そして、【フェアリア】にも同じ思いを抱いている。
【フェアリア】とは1つになりたいと言う願望を持っている。
それは身体を重ねたい(性行為)と言う意味ではない。
元の1つの存在になりたいと言う気持ちである。
【シェリア】と【フェアリア】は元々、【ティシェルリア姫】と言う群体生命体が転生して2人の人間になった存在である。

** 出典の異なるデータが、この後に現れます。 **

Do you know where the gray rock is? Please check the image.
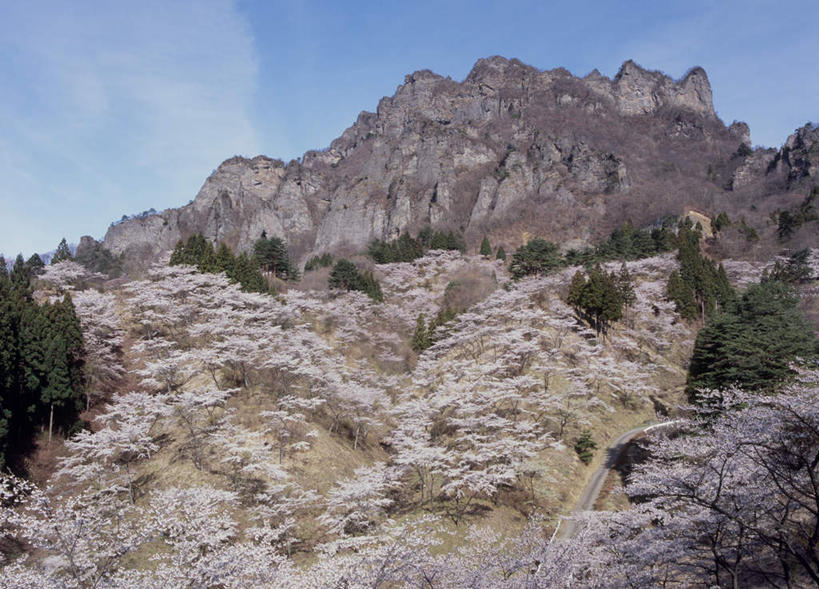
[104,57,817,264]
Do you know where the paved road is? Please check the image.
[556,421,677,538]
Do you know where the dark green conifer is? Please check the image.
[328,258,361,291]
[51,237,74,266]
[412,313,432,353]
[480,235,492,258]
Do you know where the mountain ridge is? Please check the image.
[103,56,819,265]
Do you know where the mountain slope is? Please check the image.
[99,57,819,263]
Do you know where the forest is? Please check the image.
[0,220,819,588]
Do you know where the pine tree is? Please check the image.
[328,258,361,291]
[168,239,185,266]
[566,270,586,309]
[665,270,698,319]
[480,235,492,258]
[51,237,74,266]
[216,242,236,276]
[688,280,819,401]
[509,237,563,278]
[358,270,384,303]
[9,254,31,293]
[617,262,637,307]
[26,254,45,277]
[574,430,597,464]
[412,313,432,353]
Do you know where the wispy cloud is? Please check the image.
[0,0,258,254]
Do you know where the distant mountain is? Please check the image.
[99,57,819,263]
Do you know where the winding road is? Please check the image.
[552,420,677,538]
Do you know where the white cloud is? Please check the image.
[0,0,258,254]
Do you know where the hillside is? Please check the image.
[0,57,819,589]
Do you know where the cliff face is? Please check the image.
[104,57,819,262]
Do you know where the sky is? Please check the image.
[0,0,819,257]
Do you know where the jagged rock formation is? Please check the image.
[104,57,819,261]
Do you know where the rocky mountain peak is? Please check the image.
[612,60,716,118]
[105,56,817,270]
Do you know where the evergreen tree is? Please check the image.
[566,270,586,310]
[26,254,45,278]
[74,242,123,278]
[509,237,562,278]
[688,280,819,401]
[216,242,236,276]
[328,258,361,292]
[9,254,31,293]
[617,262,636,307]
[574,430,597,464]
[328,258,384,303]
[359,270,384,303]
[412,313,432,353]
[51,237,74,266]
[229,252,267,292]
[666,219,736,320]
[566,265,624,336]
[480,235,492,258]
[766,248,813,284]
[665,270,699,319]
[168,239,185,266]
[253,231,298,280]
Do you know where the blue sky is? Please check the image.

だから、1つになって【芳一】と結ばれたいと言う気持ちがどこかにあるのだ。
出逢った時【芳一】は、37歳、自分と【フェアリア】は16歳だった。
年の差、21歳。
2人の年齢を足しても32歳で5歳年下となる。
だが、2人が1つになれば、【芳一】とお似合いの年齢になる。
今のままなら子供扱いされて、ずっと相手にされないままだ。
そんなの嫌だ。
若い時代を犠牲にするのは辛い事だけど、16歳から32歳になって、【芳一】と一緒になりたい。
【フェアリア】はどう思って居るんだろうか?
【フェアリア】と1つの存在になって【芳一】と結ばれたいなんて、変に思われるかも知れない。
この気持ちは自分だけかも知れない。
だけど、どうしようもない。
この狂おしい気持ちは何だ?
恋というものなのか?
恋というのは生まれてこの方、したことがない。
なぜなら、周りにいたのは全部、自分に悪意を持っていたと思っていたから。
心の底から嫌悪していた。
だが、【芳一】の作品に触れて、気持ちが変わった。
【芳一】に逢いたくなった。
そして、【芳一】に逢った。
逢ったらもっと好きになった。
好きという感情にも色々あると思うが、【芳一】に対する気持ちは他とは明らかに違う。。
【芳一】にとっての一番になりたい。
そう言う気持ちがあるのだ。
そんな乙女の気持ちも少しずつではあるが芽生え初めていたのだった。
そう。
明らかに、彼女は【芳一】に対して恋をしている。
【芳一】に認められたい。
その気持ちが今の彼女を動かしているのだった。